The discovery came just hours after authorities announced they had found an airplane seat, an orange buoy and signs of fuel in a part of the Atlantic Ocean where ocean depths range from less than one mile to more than three miles.

The search planes have been hampered by the same rough weather suspected of having a bearing on the crash, reports CBS News correspondent Mark Phillips.

Jobim said recovery of the plane's cockpit voice and data recorders and other wreckage could be difficult because much of the wreckage sank.

"It's going to be very hard to search for it because it could be at a depth of 2,000 meters or 3,000 meters (1.2 miles to 1.8 miles) in that area of the ocean," Jobim said.

The initial discovery of wreckage announced before Jobim spoke came about 36 hours after the jet went missing as it flew from Rio de Janeiro toward Paris.

A Brazilian air force spokesman said the two spots where debris was located suggested the pilots may have tried to turn the plane around to return to Fernando de Noronha.

"The locations where the objects were found are toward the right of the point where the last signal of the plane was emitted," said the spokesman, Col.
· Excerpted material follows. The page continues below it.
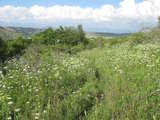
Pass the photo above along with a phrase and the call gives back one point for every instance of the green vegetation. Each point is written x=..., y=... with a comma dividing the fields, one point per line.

Jorge Amaral. "That suggests that it might have tried to make a turn, maybe to return to Fernando de Noronha, but that is just a hypothesis."

Amaral said some of the debris was white and small, but did not describe it in more detail.

Jobim made the announcement after two commercial ships that joined the search late Tuesday morning reached sites where the debris was found, a Navy spokeswoman said.

"Once they come across the objects, they will be analyzed to determine if they are parts of the plane or just junk," she said.

A U.S. Navy P-3C Orion surveillance plane and 21 crew members arrived in Brazil on Tuesday morning from El Salvador and was to begin overflying the zone in the afternoon, U.S. officials said in a statement. The plane can fly low over the ocean for about 12 hours at a time and has radar and sonar designed to track submarines underwater.

The French dispatched a research ship equipped with unmanned submarines to the debris site. The subs can explore depths of up to 19,600 feet. The U.S. was considering contributing unmanned underwater vehicles in the search as well, according to a defense source who spoke on condition of anonymity because he was not authorized to speak on the record.

The 4-year-old plane was last heard from at 0214 GMT Monday (10:14 p.m. EDT Sunday) about four hours after it left Rio.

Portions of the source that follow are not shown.